Zoé estava com quatorze anos agora e Tonine com doze. Eles
estavam administrando a casa por dois anos e tinham se saı́do
surpreendentemente bem. Foi nessa é poca que a serva, que fazia parte
da famı́lia havia anos, anunciou que estava deixando a casa para se
casar. Quando M. Labouré se ofereceu para substituı́-la, suas duas ilhas
responderam prontamente:
"Nã o precisamos mais de um criado. Nó s dois cuidaremos
sozinhos."
Era uma ostentaçã o orgulhosa, mas nã o vã . Zoé e Tonine eram
moças agora, perfeitamente à altura da tarefa que se haviam
proposto. Eles eram companheiros de equipe perfeitos, que pensavam
como um e se moviam como um, sem nenhum movimento perdido. Eles
diferiam em temperamento - Tonine nã o era tã o sé ria quanto a irmã -,
mas se davam perfeitamente em tudo isso. Zoé , é claro, sempre foi a
lı́der, sempre a irmã mais velha, e ela mantinha os olhos abertos para o
mı́nimo de impropriedade ou deserçã o em Tonine. Tonine admitiu
prontamente que ela era uma "gamin", uma mismoleque chievous e
despreocupado. Na verdade, ela nã o tinha mais do que sua cota de bom
humor de uma criança comum. Era Zoé quem era diferente; e as
responsabilidades iniciais impostas a ela serviram apenas para
aprofundar sua gravidade natural.
Quando Tonine saiu da linha, Zoé a trouxe de volta prontamente, e
à s vezes com severidade. Zoé era muito bem humorada, entretanto,
para aguentar com severidade, mas se esforçaria para compensar
Tonine com uma demonstraçã o extra de ternura e afeto.

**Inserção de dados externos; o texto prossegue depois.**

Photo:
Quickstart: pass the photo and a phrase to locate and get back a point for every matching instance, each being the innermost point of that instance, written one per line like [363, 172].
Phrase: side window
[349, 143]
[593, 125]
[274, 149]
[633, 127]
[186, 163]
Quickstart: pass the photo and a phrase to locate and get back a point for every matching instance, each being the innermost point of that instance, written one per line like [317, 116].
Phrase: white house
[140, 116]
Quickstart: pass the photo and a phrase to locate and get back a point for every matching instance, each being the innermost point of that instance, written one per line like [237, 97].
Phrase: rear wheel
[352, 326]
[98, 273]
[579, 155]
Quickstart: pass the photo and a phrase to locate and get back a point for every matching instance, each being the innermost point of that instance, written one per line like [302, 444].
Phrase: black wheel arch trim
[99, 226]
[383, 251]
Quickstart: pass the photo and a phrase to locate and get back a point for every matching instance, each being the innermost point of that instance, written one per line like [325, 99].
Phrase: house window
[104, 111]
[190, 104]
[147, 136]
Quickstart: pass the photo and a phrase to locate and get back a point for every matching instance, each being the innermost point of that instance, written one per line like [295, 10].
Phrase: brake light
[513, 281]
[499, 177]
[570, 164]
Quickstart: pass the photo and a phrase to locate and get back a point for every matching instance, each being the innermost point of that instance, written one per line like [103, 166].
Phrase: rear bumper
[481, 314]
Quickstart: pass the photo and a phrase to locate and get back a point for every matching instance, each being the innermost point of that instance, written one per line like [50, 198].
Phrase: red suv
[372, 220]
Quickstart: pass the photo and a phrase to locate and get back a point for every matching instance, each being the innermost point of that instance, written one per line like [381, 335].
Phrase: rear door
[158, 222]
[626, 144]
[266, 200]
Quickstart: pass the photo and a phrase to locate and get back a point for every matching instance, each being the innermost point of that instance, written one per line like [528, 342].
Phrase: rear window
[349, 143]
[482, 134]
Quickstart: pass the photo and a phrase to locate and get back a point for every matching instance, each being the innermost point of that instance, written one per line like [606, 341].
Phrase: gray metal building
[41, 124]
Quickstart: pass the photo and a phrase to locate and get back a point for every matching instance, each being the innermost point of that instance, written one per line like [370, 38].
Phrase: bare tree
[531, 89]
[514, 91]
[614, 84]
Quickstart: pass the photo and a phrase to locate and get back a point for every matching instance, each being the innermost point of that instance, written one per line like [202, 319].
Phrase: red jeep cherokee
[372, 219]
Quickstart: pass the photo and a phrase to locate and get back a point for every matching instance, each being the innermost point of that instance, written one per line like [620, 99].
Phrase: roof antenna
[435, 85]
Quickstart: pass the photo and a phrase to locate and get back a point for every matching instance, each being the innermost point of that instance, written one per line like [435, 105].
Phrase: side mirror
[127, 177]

O amor era mú tuo. Por sua vez, Tonine o demonstrou com aquela
suprema de todas as lisonjas, a lisonja da imitaçã o. Ela imitava Zoé em
tudo o que fazia, até mesmo em suas devoçõ es. Esta ú ltima imitaçã o
nã o foi um pequeno ato de amor em algué m com o temperamento
despreocupado de Tonine. Ela nã o tinha o forte entusiasmo espiritual
que fez Zoé cair de joelhos. Mesmo assim, ela tentou seguir a amada
irmã mais velha aonde quer que ela fosse. Ela se ajoelhava com ela
diariamente na capela da igreja da aldeia. Ela a acompanhou a todos os
escritó rios da igreja. Essa irmã mais nova gay chegou aos tropeços de
manhã cedo para ir à missa em Moutiers-Saint Jean.
"Como eram piedosas, aquelas moças Labouré !" lembrou-se de uma
velha senhora de Fain muitos anos depois. "Elas nunca se juntaram à s
outras meninas no jogo. Quando a igreja terminava, elas paravam um
pouco para passar o dia com os jovens, depois corriam para casa para o
trabalho."
Eles levaram uma verdadeira vida comunitá ria, Zoé e Tonine. Eles
seguiam uma ordem regular do dia com horá rios ixos para levantar,
missa, oraçõ es, refeiçõ es, trabalho - assim como qualquer sociedade
religiosa da Igreja. Eles eram a admiraçã o da aldeia, e muitas mã es de
Fain os consideravam modelos para suas ilhas menos ené rgicas.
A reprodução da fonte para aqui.